Monday, July 20, 2009

Triaxal Loading on Trees

Surprisingly, there is one mistake that both beginners and advanced climbers alike tend to make. Many people will wrap a tree with a sling and then clip the sling. Often the sling is wrapped around the tree in such a way that it is loading the carabiner improperly. A carabiner that is loaded from three directions is often referred to as being triaxally or tri-directionally loaded. This is very very bad...

In this photo the carabiner is radically tri-loaded.
An impact on such a carabiner could cause failure.

A tri-loaded carabiner is crossloaded. It will not hold a high impact fall. As such, it is important to use slings that are long enough to tie off. In the preceding example, there is not enough sling material to get all the way around the tree, but even if there was enough for the carabiner to hang more loosely, it could still triaxally load it.

One could tie the sling off with a pre-equalized knot, but this isn't required. The following photo shows one quick example of a tie-off that eliminates the possibility of triaxal loading.

Triaxal loading is a detail that a lot of climbers don't think about. But it is just these kinds of minor details that can get you in the end. The phrase, "the Devil's in the details," didn't come from nowhere.

--Jason D. Martin


Justin said...

Great little article, and timely for me, as I slung a tree like this just this past weekend. I was aware of the danger of cross loading, so the biner was much farther from the tree than pictured, reducing the cross loading somewhat, but your simple knot solution is clearly the way to go.

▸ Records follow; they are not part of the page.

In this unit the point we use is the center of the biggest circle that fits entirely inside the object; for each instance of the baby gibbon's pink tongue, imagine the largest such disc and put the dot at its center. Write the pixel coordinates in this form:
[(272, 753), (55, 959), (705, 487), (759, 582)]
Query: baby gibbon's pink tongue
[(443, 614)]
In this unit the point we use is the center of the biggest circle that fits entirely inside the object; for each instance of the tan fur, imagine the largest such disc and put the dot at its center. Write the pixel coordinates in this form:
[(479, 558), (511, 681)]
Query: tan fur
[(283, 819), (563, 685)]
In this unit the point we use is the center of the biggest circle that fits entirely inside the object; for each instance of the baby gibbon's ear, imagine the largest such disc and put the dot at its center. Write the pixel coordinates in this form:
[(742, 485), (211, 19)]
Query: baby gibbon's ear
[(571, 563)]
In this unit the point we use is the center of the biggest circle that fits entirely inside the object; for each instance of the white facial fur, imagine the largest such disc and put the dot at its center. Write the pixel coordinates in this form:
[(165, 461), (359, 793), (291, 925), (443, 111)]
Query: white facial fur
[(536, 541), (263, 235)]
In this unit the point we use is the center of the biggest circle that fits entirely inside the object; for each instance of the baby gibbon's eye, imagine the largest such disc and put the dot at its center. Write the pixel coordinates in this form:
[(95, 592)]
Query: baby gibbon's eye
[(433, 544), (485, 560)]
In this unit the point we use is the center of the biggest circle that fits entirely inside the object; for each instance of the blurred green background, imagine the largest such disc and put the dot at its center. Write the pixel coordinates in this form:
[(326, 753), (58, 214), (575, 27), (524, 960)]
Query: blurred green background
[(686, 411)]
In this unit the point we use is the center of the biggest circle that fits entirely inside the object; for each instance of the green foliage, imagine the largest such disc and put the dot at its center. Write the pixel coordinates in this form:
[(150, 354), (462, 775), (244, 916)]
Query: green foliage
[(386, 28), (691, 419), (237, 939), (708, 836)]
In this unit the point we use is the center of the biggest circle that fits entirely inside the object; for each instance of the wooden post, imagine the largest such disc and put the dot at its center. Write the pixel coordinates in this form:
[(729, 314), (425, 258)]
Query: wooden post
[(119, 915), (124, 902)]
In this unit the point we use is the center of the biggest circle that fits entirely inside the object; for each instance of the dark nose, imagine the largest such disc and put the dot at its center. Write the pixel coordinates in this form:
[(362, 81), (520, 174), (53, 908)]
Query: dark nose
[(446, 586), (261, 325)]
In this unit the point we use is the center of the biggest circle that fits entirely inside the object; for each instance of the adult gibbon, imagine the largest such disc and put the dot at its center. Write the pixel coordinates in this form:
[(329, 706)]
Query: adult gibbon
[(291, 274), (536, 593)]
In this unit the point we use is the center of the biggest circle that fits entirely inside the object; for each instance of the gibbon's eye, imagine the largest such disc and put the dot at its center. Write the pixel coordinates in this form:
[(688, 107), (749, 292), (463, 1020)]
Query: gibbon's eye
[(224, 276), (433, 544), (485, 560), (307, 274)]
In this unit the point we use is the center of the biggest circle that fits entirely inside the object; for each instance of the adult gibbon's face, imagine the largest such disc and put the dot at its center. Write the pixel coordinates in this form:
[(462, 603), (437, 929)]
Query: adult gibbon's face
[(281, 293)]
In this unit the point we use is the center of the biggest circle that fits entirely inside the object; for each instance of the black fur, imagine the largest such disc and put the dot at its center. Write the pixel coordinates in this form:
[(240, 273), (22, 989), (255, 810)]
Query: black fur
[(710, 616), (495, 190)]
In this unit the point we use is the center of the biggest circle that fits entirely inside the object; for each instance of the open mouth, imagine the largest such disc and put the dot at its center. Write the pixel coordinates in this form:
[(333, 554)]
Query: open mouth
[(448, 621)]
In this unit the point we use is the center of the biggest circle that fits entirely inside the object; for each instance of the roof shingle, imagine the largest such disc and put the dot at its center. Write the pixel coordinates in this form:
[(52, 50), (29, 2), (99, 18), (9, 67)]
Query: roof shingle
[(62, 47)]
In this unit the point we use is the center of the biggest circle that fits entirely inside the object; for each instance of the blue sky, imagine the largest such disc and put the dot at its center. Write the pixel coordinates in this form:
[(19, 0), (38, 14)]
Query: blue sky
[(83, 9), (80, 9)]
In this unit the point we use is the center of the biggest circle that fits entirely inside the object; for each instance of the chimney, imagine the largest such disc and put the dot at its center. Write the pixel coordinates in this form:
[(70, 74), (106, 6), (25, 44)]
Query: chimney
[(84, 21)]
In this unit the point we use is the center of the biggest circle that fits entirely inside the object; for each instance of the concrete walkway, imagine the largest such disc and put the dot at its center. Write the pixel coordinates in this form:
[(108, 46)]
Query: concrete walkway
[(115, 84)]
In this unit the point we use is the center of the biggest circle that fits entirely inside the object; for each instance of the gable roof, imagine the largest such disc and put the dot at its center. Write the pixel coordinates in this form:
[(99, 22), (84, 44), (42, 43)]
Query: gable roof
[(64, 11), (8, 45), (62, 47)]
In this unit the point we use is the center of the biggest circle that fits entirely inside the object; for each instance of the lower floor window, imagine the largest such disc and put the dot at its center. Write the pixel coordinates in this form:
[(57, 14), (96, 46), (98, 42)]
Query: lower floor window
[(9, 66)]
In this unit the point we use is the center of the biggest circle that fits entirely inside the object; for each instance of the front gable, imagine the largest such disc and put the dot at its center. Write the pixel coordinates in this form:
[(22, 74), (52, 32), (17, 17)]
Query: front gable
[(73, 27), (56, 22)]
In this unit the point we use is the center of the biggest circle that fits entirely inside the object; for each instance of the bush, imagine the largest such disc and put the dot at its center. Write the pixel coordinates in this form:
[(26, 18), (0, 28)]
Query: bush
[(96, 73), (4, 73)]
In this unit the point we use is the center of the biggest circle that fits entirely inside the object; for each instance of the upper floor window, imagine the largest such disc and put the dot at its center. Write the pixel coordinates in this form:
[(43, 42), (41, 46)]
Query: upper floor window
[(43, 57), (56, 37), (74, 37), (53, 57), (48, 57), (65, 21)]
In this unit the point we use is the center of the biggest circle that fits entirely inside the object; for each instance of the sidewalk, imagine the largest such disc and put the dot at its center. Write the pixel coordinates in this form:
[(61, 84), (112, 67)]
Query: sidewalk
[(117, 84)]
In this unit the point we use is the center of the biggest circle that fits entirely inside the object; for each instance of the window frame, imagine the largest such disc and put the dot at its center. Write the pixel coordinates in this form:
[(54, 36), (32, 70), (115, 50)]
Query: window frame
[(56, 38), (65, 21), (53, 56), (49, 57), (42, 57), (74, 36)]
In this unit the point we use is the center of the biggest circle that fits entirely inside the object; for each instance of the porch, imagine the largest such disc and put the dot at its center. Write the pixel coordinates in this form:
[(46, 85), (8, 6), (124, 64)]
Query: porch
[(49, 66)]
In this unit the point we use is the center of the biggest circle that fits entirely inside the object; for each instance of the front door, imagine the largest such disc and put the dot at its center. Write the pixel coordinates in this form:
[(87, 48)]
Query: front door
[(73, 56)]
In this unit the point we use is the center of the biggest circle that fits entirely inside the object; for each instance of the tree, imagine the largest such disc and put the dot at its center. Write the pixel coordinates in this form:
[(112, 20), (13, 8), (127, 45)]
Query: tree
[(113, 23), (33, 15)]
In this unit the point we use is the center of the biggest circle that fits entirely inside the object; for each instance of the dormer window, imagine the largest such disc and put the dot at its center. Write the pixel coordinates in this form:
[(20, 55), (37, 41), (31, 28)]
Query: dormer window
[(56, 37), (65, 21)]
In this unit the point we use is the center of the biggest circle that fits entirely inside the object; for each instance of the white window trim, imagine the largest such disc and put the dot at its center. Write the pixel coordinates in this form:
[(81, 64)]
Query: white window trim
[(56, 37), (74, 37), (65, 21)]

I'm wondering if the knot you have pictured (on overhand?) is preferred to girth hitching the tree. Why or why not? Thanks!

American Alpine Institute said...

The overhand is preferable to girth-hitching because the girth-hitch puts extra stress on the tree and on the sling.

That said, occasionally a girth-hitch is a better option. It is better if you sling a horn and you're worried that it will pop up off of it. In such a case, then it would be good to set the girth-hitch in an orientation where it is squeezing the tree.

If I can avoid using a girth-hitch, I usually will.